I recently watched The Social Dilemma, a documentary that dissects the darker aspects of social media platforms and similar tech mega-services like Google and YouTube. There’s loads to be written about this film, but I want to focus on how the algorithms that go into these apps seek to keep you scrolling, refreshing, or otherwise exploring posts rather than putting down your device or looking at another app.
The film explains how social media companies do this so that you can also look at ads regularly placed between recommended content – it is the advertisers, not the users, who are paying these companies after all. But there are horrifying statistics on the effects of these algorithms.
Rates of teen and young-adult depression, anxiety, loneliness, and suicide have increased considerably since social media apps were introduced on mobile phones. Authoritarian regimes have used social media to dictate what content the users of their country see, as well as content foreign users see, to sow division or even try to determine election outcomes abroad. Conspiracy theories have gone viral, often leading to violent outbursts by their believers, as algorithms found out that such content makes people use the social media apps more.
Math is behind all these algorithms. Computers, supercomputers, AI, would all not be possible without the laws of mathematics, and it is for this reason that I think mathematicians should take films like The Social Dilemma very seriously. Mathematicians are a notoriously poorly-understood bunch — we conjecture and prove theorems about abstract concepts, and often struggle to either argue for their relevance or warn other users (scientists, engineers, financial analysts, tech companies) of their power.

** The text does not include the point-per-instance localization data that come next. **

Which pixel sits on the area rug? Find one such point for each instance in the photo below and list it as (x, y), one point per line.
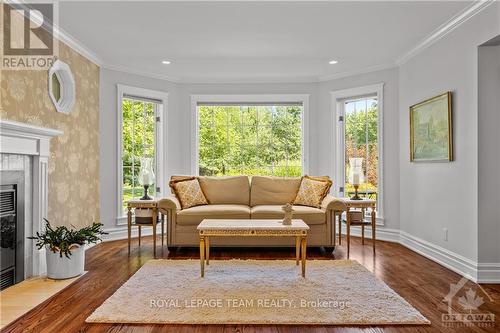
(334, 292)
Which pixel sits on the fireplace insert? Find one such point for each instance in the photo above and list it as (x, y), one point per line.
(12, 228)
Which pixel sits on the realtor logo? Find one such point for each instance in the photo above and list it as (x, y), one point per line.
(470, 302)
(28, 39)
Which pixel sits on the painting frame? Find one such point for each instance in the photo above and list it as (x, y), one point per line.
(443, 104)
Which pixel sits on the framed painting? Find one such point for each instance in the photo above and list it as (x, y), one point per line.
(431, 130)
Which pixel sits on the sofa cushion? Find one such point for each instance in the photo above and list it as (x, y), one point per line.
(273, 190)
(310, 215)
(226, 190)
(194, 215)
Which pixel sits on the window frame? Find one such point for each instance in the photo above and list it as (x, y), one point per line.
(338, 98)
(242, 99)
(161, 142)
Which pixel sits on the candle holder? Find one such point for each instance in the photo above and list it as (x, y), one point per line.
(146, 176)
(146, 196)
(356, 195)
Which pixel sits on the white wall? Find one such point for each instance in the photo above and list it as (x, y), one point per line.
(326, 130)
(108, 142)
(489, 154)
(445, 195)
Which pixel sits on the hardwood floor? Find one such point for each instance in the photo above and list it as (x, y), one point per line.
(420, 281)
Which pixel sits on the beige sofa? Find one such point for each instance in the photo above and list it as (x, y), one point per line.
(239, 197)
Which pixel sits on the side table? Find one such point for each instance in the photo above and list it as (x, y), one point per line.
(144, 204)
(356, 218)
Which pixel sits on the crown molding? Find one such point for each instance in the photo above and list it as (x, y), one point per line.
(76, 45)
(59, 33)
(356, 72)
(222, 80)
(445, 29)
(147, 74)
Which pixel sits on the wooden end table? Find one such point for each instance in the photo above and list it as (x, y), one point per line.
(252, 228)
(144, 204)
(363, 205)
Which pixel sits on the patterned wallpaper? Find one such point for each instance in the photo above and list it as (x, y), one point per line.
(74, 156)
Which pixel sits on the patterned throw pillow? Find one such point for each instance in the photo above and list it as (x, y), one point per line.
(312, 191)
(189, 192)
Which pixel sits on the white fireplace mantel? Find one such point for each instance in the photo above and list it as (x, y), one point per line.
(25, 139)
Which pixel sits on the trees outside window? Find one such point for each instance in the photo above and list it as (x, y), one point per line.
(250, 140)
(138, 140)
(361, 140)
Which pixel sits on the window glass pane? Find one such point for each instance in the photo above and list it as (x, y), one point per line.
(251, 140)
(361, 146)
(138, 140)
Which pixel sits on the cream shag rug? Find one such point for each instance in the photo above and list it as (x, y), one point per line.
(334, 292)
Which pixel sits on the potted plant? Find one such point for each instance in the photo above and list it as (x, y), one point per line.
(65, 248)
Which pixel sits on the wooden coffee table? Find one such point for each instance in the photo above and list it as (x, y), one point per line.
(252, 228)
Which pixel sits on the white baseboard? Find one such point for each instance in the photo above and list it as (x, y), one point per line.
(477, 272)
(444, 257)
(488, 273)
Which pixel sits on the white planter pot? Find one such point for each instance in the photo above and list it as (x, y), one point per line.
(64, 268)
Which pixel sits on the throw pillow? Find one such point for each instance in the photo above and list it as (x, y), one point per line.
(312, 191)
(189, 192)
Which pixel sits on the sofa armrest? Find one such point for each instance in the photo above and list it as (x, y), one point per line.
(332, 203)
(169, 203)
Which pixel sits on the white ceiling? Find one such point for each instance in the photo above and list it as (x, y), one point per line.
(252, 41)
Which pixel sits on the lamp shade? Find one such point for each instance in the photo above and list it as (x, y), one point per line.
(146, 174)
(356, 175)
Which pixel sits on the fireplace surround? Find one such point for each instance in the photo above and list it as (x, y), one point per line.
(33, 144)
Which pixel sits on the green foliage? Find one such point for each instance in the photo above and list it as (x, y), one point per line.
(61, 238)
(137, 136)
(361, 133)
(250, 140)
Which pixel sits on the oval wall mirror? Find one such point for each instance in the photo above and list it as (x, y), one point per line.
(61, 87)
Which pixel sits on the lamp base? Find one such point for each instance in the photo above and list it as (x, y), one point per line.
(146, 196)
(356, 196)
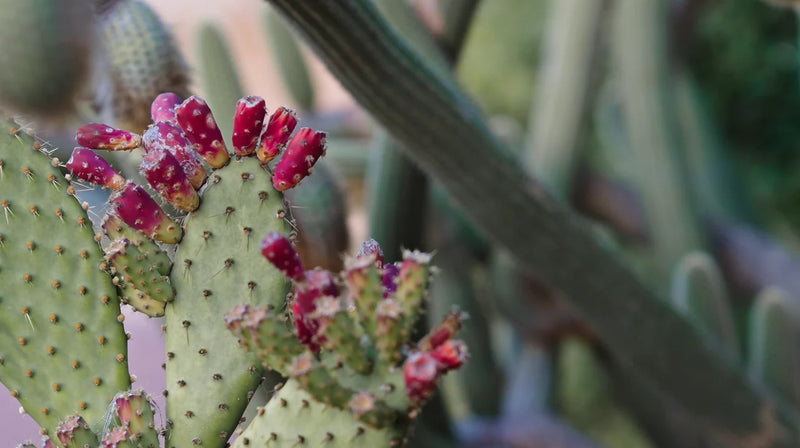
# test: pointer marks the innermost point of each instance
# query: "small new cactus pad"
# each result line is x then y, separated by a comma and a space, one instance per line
163, 107
217, 265
103, 136
63, 349
143, 61
198, 123
303, 151
345, 358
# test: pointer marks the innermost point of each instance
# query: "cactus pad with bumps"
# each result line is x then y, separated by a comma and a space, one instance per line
218, 264
64, 350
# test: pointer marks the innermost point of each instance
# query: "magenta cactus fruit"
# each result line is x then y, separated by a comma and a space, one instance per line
303, 151
137, 209
451, 354
169, 136
89, 166
280, 127
166, 176
103, 136
248, 123
198, 123
421, 373
163, 107
281, 253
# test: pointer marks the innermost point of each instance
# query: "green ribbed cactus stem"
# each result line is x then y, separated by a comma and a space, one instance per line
289, 59
64, 351
219, 79
772, 344
570, 55
143, 61
698, 292
661, 176
319, 207
48, 49
585, 398
479, 390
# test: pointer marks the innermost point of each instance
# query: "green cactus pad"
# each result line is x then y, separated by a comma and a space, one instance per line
64, 351
218, 265
321, 426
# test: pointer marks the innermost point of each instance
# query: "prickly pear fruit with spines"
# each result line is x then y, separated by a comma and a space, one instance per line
103, 136
170, 137
248, 124
163, 107
143, 61
279, 128
347, 371
87, 165
297, 162
165, 174
198, 123
137, 209
64, 351
74, 432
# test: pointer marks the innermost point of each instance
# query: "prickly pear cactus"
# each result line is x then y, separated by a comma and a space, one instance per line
63, 349
355, 379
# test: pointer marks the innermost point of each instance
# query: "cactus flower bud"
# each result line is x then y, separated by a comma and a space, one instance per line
103, 136
279, 129
248, 122
198, 123
279, 251
166, 176
421, 372
137, 209
169, 136
92, 168
303, 151
163, 107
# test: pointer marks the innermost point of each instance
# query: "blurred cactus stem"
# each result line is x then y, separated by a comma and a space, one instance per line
452, 142
640, 50
290, 60
774, 332
570, 58
47, 48
699, 293
219, 79
143, 59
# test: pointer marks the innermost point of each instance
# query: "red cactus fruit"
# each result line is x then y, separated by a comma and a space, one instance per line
163, 107
103, 136
248, 123
421, 372
198, 123
451, 354
169, 136
280, 252
137, 209
166, 176
279, 129
87, 165
303, 151
371, 247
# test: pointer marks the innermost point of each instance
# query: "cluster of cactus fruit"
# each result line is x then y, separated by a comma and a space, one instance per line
354, 377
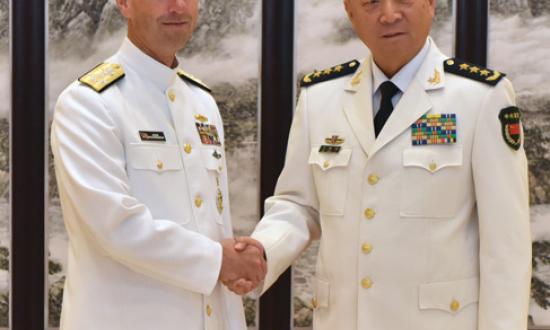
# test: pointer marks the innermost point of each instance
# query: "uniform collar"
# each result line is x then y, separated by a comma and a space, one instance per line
159, 74
403, 78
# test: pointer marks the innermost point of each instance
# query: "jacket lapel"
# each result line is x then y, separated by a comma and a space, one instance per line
357, 106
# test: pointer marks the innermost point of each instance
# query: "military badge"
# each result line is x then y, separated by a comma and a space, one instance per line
434, 129
510, 120
208, 134
151, 136
332, 145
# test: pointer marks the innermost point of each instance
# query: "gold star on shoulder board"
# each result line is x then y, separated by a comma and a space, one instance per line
484, 72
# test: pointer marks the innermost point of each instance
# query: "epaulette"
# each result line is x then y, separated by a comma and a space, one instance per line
472, 71
195, 81
331, 73
102, 76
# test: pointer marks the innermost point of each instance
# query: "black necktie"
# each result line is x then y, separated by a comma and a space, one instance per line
388, 90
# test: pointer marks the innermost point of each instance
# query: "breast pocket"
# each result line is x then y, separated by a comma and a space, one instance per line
431, 181
157, 158
331, 179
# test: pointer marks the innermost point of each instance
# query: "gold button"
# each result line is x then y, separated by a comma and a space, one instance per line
369, 213
373, 179
455, 305
314, 303
366, 283
198, 201
171, 95
367, 248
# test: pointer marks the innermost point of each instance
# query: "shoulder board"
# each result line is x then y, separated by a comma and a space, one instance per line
195, 81
331, 73
102, 76
472, 71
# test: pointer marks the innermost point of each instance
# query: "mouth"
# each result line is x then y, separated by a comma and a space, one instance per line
175, 24
392, 35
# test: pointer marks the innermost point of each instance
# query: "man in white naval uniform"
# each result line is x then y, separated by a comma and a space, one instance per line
141, 169
423, 217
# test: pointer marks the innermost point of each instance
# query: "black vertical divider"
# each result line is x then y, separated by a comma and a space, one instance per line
472, 17
27, 167
277, 104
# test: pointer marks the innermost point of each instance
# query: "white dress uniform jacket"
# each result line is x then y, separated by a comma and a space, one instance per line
428, 237
139, 193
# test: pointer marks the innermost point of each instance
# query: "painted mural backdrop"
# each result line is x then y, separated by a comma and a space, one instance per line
224, 53
519, 45
4, 164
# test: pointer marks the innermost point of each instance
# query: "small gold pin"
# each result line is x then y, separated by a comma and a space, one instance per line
494, 77
307, 78
436, 79
357, 78
201, 118
334, 140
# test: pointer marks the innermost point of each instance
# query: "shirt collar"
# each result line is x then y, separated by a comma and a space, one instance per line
404, 77
159, 74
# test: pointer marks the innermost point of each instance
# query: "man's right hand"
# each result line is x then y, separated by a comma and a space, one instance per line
246, 267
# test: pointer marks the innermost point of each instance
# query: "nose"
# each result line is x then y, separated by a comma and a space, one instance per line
390, 12
178, 6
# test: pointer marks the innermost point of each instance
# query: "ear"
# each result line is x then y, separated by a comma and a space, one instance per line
347, 6
124, 7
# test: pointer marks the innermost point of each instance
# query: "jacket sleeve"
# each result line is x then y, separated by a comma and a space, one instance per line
90, 165
501, 188
291, 215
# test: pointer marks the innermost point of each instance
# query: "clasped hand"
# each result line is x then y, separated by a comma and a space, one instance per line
243, 264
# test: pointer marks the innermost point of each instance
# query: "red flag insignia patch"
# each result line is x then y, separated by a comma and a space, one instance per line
510, 120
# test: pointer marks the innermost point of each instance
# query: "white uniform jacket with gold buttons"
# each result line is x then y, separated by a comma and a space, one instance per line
141, 210
432, 237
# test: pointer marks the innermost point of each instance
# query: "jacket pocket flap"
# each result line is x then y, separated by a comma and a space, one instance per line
326, 160
321, 291
449, 296
433, 159
158, 158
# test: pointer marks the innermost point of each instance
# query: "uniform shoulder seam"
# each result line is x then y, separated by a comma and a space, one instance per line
193, 80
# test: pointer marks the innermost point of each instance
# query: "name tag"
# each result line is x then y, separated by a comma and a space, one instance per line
152, 136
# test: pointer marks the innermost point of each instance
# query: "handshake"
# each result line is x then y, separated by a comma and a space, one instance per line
243, 264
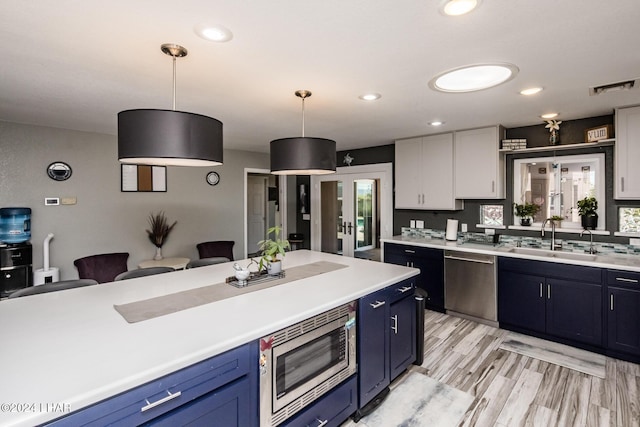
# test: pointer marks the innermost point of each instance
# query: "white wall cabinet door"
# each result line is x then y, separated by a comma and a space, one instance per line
424, 173
479, 167
627, 153
408, 187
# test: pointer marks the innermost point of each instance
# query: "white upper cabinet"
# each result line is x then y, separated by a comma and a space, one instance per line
424, 173
627, 154
479, 167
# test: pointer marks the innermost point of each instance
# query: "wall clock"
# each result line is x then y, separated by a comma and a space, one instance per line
59, 171
213, 178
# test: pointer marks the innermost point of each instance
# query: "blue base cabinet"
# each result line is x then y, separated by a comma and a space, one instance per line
431, 264
623, 314
386, 338
220, 391
561, 302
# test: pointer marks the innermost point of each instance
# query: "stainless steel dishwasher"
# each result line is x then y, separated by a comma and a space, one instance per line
470, 286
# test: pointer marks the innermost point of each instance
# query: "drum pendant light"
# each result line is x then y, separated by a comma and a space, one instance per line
303, 155
169, 137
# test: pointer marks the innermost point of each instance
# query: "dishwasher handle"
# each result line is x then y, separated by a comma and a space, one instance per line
479, 261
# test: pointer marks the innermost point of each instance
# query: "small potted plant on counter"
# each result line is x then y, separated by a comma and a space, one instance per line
588, 211
526, 212
159, 231
270, 251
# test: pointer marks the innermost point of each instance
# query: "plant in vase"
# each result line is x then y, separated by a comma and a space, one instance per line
269, 260
588, 211
159, 231
554, 130
526, 212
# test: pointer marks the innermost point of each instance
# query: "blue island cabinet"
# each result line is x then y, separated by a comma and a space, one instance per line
386, 339
560, 302
220, 391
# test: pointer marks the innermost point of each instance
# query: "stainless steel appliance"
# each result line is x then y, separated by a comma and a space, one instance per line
470, 286
15, 267
300, 363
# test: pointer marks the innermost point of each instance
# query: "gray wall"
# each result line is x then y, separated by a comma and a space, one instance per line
104, 218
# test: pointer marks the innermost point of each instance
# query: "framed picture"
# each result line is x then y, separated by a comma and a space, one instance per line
143, 178
303, 199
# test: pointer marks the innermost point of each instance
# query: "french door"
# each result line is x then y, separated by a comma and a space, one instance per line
351, 211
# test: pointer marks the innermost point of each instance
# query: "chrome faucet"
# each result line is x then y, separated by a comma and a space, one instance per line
592, 249
554, 245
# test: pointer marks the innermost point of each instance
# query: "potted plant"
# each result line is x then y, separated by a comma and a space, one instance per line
271, 249
588, 211
159, 231
526, 212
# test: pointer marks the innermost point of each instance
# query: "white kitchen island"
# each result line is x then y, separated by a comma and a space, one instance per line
72, 348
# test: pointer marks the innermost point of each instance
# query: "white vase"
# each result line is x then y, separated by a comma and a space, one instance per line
274, 268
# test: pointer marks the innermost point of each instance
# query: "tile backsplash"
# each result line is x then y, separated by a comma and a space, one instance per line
527, 242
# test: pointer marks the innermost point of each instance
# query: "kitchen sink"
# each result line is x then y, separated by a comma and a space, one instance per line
576, 256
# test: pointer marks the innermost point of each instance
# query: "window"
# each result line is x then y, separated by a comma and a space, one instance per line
557, 183
492, 215
629, 220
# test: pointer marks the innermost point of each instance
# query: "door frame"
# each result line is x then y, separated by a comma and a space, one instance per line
381, 171
282, 200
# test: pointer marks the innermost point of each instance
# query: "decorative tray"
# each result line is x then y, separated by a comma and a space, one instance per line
254, 279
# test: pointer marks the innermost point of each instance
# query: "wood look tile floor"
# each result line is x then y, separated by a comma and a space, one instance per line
515, 390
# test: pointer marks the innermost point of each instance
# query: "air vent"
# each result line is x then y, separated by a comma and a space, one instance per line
614, 87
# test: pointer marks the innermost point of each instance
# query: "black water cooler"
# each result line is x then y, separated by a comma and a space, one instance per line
16, 267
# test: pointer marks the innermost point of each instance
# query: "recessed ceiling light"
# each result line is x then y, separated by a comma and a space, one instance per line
473, 77
458, 7
214, 33
531, 91
370, 96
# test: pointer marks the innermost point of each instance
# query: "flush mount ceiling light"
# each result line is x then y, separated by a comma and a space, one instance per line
214, 33
370, 96
530, 91
169, 137
471, 78
458, 7
303, 155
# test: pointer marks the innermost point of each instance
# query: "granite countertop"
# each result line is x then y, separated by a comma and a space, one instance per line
615, 261
73, 348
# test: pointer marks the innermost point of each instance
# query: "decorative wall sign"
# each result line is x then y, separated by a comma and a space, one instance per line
144, 178
59, 171
598, 133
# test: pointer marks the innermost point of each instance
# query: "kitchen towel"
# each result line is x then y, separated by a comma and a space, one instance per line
452, 229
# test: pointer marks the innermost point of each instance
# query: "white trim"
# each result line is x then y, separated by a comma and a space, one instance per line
381, 171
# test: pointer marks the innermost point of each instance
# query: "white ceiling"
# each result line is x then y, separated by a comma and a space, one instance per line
76, 63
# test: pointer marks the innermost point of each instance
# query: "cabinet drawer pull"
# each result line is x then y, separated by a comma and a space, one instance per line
377, 304
624, 279
161, 401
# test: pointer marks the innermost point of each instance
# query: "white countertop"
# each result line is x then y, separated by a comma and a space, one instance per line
73, 348
621, 262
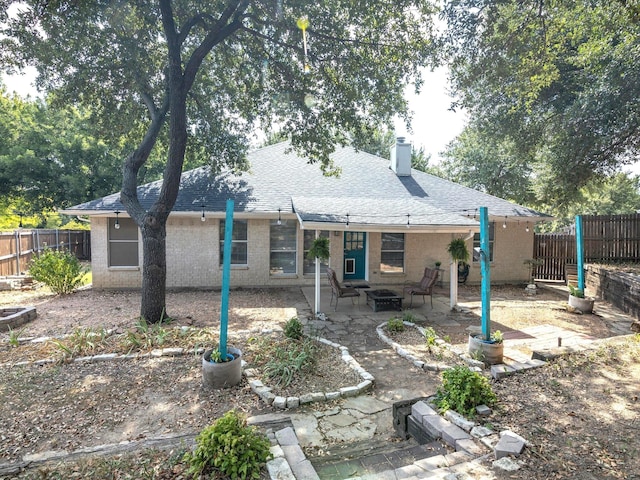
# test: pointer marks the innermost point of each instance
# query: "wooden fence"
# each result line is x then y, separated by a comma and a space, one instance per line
17, 248
607, 239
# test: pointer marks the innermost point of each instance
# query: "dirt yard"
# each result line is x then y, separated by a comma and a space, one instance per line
580, 414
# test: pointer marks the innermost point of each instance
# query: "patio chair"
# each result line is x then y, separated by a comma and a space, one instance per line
425, 287
339, 291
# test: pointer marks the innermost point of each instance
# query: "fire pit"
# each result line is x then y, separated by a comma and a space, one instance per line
12, 317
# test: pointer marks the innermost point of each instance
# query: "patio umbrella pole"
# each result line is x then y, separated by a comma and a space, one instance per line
317, 303
580, 252
485, 268
226, 274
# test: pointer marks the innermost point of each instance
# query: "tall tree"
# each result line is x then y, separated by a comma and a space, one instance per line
49, 158
558, 81
207, 73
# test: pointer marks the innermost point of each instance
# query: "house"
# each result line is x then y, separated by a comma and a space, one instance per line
385, 221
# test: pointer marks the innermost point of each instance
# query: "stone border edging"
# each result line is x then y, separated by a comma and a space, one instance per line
433, 367
263, 391
281, 403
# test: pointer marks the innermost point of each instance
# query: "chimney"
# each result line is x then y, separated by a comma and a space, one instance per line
401, 158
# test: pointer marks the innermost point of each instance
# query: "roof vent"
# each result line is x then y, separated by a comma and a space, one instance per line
401, 158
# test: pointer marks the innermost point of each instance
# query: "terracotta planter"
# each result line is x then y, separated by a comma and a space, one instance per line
224, 374
585, 305
490, 353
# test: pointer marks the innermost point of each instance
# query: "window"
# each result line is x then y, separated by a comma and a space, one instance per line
392, 253
283, 248
476, 244
309, 266
238, 242
123, 243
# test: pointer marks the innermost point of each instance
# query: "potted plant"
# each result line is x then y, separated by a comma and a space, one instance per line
489, 351
578, 300
458, 250
319, 249
219, 371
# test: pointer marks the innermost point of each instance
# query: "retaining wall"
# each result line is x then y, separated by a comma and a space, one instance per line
621, 289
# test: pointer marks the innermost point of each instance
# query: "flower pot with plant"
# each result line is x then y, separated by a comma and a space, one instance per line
489, 351
219, 372
578, 300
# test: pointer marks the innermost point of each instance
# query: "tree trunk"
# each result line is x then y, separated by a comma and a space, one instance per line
154, 269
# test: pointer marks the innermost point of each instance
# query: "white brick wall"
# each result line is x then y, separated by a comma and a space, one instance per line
193, 256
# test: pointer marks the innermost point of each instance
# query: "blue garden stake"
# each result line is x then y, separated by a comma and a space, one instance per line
580, 252
226, 274
486, 274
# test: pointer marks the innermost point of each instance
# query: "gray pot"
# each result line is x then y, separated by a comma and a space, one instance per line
222, 375
486, 352
585, 305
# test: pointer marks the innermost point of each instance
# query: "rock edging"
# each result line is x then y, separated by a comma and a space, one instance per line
433, 367
265, 392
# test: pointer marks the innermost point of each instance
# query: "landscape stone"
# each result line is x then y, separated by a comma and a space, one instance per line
470, 446
365, 404
480, 431
304, 470
421, 409
280, 469
293, 454
507, 464
452, 433
435, 424
286, 436
501, 370
509, 444
459, 420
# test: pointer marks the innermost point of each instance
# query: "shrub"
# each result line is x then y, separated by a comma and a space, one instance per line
288, 360
431, 336
395, 325
293, 328
463, 390
60, 270
231, 447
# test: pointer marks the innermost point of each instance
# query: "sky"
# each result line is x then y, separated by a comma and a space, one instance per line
433, 124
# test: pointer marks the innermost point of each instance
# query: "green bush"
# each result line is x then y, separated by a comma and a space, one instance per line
293, 328
289, 360
463, 390
60, 270
395, 325
431, 336
230, 447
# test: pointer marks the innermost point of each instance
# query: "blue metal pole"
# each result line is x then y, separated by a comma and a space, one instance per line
226, 274
580, 252
486, 273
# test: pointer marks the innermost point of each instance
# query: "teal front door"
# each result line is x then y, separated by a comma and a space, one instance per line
354, 255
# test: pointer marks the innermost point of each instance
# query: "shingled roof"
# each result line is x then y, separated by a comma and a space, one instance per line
366, 193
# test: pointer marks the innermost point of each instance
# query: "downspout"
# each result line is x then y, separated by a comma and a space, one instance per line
453, 287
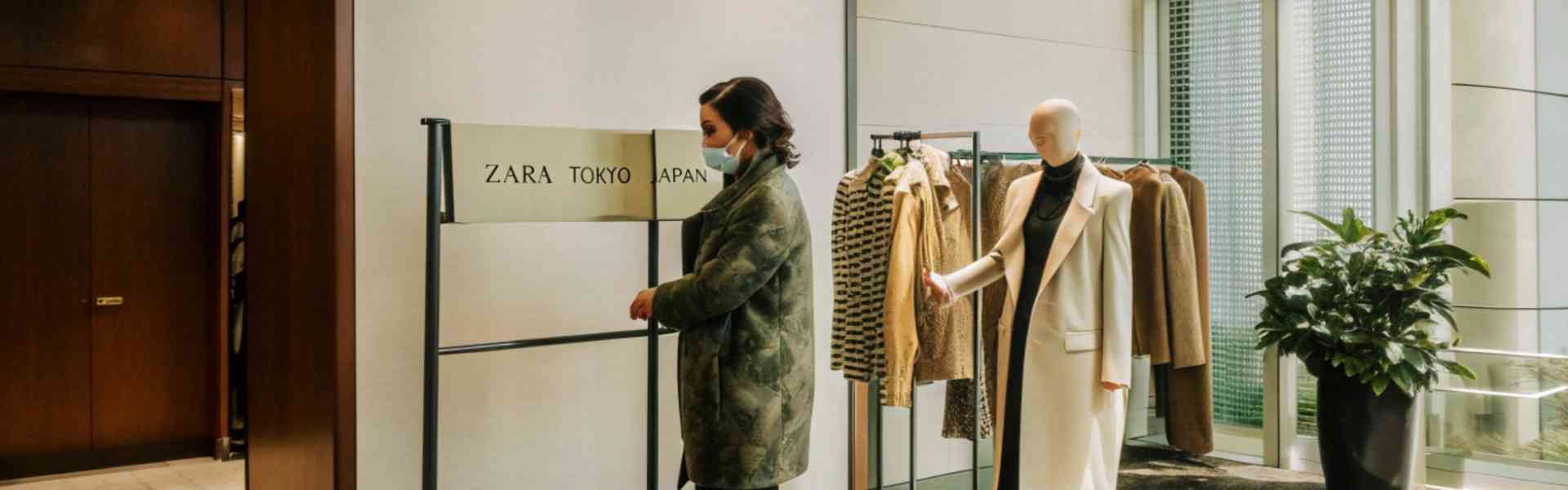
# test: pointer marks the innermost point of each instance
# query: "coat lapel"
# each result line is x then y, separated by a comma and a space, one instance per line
1012, 241
1073, 222
1012, 245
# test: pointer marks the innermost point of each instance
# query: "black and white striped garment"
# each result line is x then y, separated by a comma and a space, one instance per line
862, 233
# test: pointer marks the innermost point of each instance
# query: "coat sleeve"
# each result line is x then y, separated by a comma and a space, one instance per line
899, 330
1181, 283
1116, 291
987, 269
753, 247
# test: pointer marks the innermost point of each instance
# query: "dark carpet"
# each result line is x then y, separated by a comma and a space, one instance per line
1145, 469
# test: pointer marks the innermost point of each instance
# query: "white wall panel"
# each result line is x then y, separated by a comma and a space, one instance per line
1551, 151
1504, 233
1552, 231
1493, 143
497, 289
930, 78
1551, 46
613, 65
1494, 42
1554, 332
1087, 22
567, 416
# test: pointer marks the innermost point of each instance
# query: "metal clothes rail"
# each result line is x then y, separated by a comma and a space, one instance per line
976, 190
874, 390
1098, 159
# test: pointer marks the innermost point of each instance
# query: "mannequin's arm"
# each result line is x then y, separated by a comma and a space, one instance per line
973, 277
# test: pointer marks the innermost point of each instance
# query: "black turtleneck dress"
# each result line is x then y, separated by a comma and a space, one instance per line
1040, 229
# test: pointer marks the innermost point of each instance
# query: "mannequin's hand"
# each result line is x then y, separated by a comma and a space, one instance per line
935, 289
644, 305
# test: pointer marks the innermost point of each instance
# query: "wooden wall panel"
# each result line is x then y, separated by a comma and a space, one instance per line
143, 37
109, 85
300, 244
234, 40
44, 323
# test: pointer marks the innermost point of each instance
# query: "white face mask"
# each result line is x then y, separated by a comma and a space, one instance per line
720, 159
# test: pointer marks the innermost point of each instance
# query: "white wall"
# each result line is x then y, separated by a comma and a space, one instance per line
557, 416
983, 66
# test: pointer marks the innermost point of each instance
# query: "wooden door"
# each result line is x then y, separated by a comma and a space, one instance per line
44, 321
153, 234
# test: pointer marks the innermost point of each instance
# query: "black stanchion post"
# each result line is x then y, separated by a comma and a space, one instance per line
653, 330
436, 156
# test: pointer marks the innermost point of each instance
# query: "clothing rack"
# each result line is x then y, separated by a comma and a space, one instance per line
439, 212
874, 418
1098, 159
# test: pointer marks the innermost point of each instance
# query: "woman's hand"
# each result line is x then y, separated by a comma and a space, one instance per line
935, 287
644, 305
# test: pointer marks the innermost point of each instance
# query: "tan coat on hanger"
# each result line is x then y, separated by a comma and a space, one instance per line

Even though it is a struggle, it’s one that I believe all mathematicians should engage in daily. In a world more driven by data than ever before in human history, to strive for an understanding of the numbers, equations, and dynamics at play is vital for our survival. Mathematicians, and the mathematically minded, should do as much as possible to assert their perspectives on the future of their field and how it should be used in other fields.
There have been some positive steps in this direction. A few big AI companies and developers have agreed to pause advancements on this technology and more deeply research the inner-workings of large-language models – they will need a deep understanding of mathematics to do this. And throughout modern history, scientific labs have hired many mathematicians to lead theoretical departments when studying new and powerful technology – many of us saw this in another recent film, Oppenheimer.
But climate change and destabilizing forces on democratic nations (to name a few existential threats) require mathematicians to take more drastic measures than ever. More mathematicians should be involved in efforts to protect democracy and present effective strategies for combating social problems. We should also, in tandem, enhance our knowledge of ethics and increase participation in mathematics by historically underrepresented groups (both of which are still lacking in almost every mathematics Ph.D. program).
In short, my Tweet (or X-post?) is that mathematicians should seek to become more involved in the social arena, providing our knowledge in thoughtful, inclusive, and humanist ways. This dilemma should be on our minds as much as the next steps in our proofs.